- US companies will convert 1.5% of their treasury reserves to Bitcoin.
- Companies could adopt Microstrategy’s Bitcoin investment model.
- There is a 52.29% chance the US economy will go into a recession by July 2025.
US-based Bitcoin technology and financial services firm, River, forecasts that 10% of US companies will allocate 1.5% of their treasury reserves, roughly $10.35 billion, to Bitcoin within the next 18 months. This prediction comes as concerns rise about a potential US economic recession by July 2025.
River’s analysts argue that traditional corporate treasury strategies, reliant on cash and short-term equivalents, often fail to outpace inflation, leading to a decrease in value. They point to Apple’s $15 billion loss in treasury holdings as an example of this inflationary erosion.

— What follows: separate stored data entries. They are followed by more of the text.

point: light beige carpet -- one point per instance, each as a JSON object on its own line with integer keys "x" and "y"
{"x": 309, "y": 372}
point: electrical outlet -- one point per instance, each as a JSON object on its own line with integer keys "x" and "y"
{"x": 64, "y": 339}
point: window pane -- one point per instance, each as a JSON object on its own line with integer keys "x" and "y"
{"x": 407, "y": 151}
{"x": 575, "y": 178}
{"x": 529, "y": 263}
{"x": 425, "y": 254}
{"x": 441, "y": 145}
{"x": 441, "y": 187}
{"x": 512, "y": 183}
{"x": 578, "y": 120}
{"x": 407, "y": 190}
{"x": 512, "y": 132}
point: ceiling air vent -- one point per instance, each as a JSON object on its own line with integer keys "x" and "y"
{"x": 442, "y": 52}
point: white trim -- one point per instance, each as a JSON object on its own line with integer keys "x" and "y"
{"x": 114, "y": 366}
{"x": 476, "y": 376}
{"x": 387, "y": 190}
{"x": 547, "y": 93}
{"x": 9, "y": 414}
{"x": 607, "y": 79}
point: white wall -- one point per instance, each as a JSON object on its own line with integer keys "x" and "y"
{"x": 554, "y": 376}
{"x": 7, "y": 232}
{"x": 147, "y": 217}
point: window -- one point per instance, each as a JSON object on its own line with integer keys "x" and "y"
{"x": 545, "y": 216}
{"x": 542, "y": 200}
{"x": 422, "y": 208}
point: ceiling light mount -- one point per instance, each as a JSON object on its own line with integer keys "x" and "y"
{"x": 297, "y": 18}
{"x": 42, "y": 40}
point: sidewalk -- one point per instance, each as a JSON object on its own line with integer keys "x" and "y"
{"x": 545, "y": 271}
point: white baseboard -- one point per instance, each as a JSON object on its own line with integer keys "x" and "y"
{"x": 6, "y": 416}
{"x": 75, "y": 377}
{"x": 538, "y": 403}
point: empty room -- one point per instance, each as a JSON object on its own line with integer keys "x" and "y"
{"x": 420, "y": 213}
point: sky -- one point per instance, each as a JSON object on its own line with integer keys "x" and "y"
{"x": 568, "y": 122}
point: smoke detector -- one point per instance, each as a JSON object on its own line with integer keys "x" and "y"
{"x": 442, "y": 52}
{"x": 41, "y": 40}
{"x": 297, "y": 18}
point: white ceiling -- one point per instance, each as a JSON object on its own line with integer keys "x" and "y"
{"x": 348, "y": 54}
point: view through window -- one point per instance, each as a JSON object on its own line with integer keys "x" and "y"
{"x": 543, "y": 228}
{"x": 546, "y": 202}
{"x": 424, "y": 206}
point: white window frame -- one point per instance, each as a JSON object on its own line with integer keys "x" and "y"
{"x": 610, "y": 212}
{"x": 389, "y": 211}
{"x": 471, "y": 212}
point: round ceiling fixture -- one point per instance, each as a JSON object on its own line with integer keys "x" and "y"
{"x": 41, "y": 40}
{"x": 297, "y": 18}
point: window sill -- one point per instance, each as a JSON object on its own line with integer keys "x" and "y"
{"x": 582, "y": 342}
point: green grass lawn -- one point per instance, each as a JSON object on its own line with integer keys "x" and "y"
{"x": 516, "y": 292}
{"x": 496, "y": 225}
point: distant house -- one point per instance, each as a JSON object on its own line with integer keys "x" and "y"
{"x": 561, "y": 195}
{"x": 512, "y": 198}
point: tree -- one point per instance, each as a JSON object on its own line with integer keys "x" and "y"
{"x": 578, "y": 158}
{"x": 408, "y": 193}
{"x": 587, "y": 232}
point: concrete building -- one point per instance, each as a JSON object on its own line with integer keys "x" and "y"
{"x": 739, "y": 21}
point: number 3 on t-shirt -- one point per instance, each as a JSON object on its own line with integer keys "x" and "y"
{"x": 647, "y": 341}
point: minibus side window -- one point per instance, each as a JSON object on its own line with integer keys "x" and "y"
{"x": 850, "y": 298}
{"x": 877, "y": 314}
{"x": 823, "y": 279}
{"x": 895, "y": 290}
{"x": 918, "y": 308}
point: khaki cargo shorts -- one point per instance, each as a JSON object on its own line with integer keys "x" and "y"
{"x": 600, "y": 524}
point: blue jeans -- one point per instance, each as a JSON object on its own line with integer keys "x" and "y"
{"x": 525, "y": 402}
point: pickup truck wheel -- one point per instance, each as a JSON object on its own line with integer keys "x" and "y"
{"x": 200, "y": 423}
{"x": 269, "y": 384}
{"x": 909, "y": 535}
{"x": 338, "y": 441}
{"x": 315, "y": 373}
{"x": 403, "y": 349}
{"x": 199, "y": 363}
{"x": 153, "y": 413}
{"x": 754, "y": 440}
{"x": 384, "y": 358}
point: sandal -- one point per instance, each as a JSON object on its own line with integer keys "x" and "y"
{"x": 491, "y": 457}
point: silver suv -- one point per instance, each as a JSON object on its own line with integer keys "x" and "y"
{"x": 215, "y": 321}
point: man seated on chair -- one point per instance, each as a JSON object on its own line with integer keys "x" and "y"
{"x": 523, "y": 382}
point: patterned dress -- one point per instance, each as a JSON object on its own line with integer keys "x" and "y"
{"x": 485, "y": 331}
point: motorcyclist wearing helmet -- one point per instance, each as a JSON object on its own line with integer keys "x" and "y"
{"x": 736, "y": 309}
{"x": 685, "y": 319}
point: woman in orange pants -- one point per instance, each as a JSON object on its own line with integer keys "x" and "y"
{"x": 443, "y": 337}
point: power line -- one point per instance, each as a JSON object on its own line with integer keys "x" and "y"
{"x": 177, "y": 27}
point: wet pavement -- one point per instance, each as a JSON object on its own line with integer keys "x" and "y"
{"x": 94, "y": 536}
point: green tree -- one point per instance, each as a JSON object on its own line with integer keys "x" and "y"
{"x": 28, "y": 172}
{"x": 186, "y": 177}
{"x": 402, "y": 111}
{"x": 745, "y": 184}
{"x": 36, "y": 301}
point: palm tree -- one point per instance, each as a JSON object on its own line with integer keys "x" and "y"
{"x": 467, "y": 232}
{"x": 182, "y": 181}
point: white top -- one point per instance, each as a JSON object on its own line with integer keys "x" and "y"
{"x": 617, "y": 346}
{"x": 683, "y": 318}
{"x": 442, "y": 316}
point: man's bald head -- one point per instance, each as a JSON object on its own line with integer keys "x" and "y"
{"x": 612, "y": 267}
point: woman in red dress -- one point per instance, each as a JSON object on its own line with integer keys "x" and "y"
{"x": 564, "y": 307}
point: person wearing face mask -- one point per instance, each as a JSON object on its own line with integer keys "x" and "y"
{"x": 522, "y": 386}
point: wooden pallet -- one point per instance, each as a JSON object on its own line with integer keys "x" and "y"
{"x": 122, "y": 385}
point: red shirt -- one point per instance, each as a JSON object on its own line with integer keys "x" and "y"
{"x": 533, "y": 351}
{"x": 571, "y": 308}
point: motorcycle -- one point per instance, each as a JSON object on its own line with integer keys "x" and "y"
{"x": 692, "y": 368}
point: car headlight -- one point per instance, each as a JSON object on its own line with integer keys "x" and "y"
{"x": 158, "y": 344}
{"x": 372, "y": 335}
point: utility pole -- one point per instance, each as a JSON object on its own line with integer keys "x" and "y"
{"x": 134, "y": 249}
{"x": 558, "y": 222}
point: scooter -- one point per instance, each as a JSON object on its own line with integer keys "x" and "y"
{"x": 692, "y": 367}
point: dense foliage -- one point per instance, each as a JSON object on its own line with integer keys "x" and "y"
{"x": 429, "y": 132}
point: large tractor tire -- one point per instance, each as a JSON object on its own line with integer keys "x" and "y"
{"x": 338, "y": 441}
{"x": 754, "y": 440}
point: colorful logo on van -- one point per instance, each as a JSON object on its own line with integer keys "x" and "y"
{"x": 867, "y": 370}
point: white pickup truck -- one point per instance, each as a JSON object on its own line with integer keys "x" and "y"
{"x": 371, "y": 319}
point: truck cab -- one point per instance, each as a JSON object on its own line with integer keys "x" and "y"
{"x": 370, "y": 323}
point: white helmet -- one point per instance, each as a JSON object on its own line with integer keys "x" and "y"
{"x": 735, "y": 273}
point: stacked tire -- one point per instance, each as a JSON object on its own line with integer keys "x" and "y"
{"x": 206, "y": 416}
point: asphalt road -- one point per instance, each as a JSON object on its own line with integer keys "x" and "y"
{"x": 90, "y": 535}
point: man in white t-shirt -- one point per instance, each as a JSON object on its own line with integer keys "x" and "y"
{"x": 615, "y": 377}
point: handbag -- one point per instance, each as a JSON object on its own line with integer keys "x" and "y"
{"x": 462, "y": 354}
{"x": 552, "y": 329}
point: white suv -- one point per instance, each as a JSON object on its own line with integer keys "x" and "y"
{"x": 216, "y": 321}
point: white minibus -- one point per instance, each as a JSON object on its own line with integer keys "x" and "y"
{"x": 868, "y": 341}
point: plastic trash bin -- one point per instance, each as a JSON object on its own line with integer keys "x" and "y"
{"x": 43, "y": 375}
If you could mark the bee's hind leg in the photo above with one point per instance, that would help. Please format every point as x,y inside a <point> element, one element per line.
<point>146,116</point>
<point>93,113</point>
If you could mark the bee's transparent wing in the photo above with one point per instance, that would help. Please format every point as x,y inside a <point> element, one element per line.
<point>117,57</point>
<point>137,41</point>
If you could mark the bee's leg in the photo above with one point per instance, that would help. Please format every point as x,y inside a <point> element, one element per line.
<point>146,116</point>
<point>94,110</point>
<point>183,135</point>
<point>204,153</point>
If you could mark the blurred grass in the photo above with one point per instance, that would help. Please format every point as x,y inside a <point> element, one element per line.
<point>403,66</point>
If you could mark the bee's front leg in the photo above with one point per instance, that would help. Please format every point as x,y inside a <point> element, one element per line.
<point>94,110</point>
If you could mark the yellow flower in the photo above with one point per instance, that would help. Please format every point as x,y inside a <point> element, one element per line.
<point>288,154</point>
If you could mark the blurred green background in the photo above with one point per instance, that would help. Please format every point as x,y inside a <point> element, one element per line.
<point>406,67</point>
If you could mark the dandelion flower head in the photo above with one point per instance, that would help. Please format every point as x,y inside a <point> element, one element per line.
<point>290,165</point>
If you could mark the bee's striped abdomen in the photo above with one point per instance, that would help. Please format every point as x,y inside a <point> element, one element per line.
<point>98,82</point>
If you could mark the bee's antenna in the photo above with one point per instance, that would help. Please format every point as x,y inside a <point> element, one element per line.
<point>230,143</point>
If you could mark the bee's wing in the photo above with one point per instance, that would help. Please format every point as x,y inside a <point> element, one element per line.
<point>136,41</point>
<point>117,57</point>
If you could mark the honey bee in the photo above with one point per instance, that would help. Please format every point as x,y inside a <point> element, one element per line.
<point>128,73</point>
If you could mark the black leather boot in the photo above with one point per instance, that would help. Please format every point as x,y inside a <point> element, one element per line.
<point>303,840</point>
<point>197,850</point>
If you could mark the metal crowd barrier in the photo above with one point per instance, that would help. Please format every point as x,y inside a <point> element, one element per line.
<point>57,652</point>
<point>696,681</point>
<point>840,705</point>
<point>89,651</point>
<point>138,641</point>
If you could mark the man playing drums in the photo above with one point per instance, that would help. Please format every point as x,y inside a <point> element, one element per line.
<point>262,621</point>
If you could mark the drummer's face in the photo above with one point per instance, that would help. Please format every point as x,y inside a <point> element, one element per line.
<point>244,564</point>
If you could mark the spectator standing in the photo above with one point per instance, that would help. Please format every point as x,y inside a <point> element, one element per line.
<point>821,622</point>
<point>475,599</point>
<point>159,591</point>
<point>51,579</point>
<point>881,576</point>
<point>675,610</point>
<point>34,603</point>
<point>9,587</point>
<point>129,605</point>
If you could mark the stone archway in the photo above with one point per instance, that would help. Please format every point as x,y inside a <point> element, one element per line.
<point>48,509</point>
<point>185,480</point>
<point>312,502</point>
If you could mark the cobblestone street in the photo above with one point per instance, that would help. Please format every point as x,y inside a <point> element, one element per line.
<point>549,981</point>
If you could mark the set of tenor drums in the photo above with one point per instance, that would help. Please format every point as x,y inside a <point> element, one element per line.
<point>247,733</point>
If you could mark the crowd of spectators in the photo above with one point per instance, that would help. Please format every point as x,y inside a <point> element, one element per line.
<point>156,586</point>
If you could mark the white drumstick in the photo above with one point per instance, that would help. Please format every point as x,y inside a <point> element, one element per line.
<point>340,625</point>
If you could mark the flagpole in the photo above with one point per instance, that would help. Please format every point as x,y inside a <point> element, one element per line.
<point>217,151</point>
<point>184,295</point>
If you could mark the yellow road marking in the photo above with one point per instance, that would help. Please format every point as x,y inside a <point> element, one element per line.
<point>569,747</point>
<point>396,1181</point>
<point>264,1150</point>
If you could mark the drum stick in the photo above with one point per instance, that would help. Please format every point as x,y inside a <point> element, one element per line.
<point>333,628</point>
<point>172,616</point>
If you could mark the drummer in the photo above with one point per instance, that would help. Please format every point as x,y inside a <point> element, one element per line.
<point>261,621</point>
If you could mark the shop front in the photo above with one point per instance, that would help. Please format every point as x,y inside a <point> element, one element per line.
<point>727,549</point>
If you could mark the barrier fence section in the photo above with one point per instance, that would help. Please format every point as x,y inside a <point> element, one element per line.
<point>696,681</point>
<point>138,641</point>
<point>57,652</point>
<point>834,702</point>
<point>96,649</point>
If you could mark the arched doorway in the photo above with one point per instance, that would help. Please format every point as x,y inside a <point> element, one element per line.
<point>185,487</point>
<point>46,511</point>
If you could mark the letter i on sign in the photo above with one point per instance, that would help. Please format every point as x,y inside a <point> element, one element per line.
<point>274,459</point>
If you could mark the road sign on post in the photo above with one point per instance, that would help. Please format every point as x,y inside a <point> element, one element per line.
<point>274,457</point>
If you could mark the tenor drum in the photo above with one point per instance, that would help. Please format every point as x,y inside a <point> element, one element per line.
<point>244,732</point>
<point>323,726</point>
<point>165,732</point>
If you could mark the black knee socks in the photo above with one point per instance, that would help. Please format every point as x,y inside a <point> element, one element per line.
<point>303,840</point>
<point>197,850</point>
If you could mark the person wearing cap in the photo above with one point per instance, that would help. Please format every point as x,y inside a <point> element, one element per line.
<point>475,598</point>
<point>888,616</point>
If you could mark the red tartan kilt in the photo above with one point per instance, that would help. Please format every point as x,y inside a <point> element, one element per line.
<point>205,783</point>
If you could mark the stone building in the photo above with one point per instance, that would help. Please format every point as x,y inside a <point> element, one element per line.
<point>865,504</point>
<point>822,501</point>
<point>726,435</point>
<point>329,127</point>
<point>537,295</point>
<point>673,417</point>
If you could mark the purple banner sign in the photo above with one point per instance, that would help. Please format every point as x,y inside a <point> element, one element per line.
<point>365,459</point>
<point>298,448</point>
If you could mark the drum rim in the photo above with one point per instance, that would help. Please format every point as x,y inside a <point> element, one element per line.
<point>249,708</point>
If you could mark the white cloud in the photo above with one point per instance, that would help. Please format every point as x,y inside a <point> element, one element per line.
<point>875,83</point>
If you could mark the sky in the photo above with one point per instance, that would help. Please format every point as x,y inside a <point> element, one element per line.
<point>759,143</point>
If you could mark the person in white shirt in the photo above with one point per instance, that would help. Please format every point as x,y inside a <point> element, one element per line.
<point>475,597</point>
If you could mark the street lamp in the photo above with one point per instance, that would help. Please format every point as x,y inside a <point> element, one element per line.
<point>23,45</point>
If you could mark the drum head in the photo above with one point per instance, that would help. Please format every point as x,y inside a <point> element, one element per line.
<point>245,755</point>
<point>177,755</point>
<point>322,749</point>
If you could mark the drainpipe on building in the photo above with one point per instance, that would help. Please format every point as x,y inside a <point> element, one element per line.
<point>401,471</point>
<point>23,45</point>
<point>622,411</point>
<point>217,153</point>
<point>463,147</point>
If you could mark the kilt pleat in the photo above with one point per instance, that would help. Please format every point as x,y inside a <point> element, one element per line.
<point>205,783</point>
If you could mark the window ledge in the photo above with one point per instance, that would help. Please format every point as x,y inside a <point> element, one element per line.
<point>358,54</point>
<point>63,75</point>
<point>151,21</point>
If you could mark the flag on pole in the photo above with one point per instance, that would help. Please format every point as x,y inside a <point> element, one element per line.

Microstrategy’s Bitcoin Model
The report highlights Microstrategy’s corporate treasury strategy, which involves converting a substantial portion of its assets to Bitcoin. In June, the Michael Saylor-led company completed an $800 million debt sale, using the proceeds to purchase an additional 11,931 BTC.
Microstrategy’s Bitcoin strategy reflects the company’s strong belief in the digital asset. Saylor has repeatedly emphasized Bitcoin’s potential as an investment, calling it an asset that ensures “economic immortality.” He believes Bitcoin’s capped supply and lack of counterparty risk make it an ideal choice for safeguarding investments and preserving wealth.
Economic Recession Looms in the US
Current projections show a 52.29% chance of the US economy entering another recession by July 2025. This figure is slightly higher than previous month’s estimates but lower than the January 2025 projection of 61.47%.
Recession fears heightened in the US in early August following the release of weaker-than-expected job reports. The report triggered a rapid market selloff amid slowing job growth and rising unemployment. However, subsequent reports appeared more promising, with a rebound in the equity markets.
In the meantime, the US Federal Reserve is adopting measures to stem the threat caused by rising inflation and address the issue of unemployment. Analysts predict the Fed will cut interest rates in the next FOMC meeting while attempting to spur the economy and fight against the looming recession.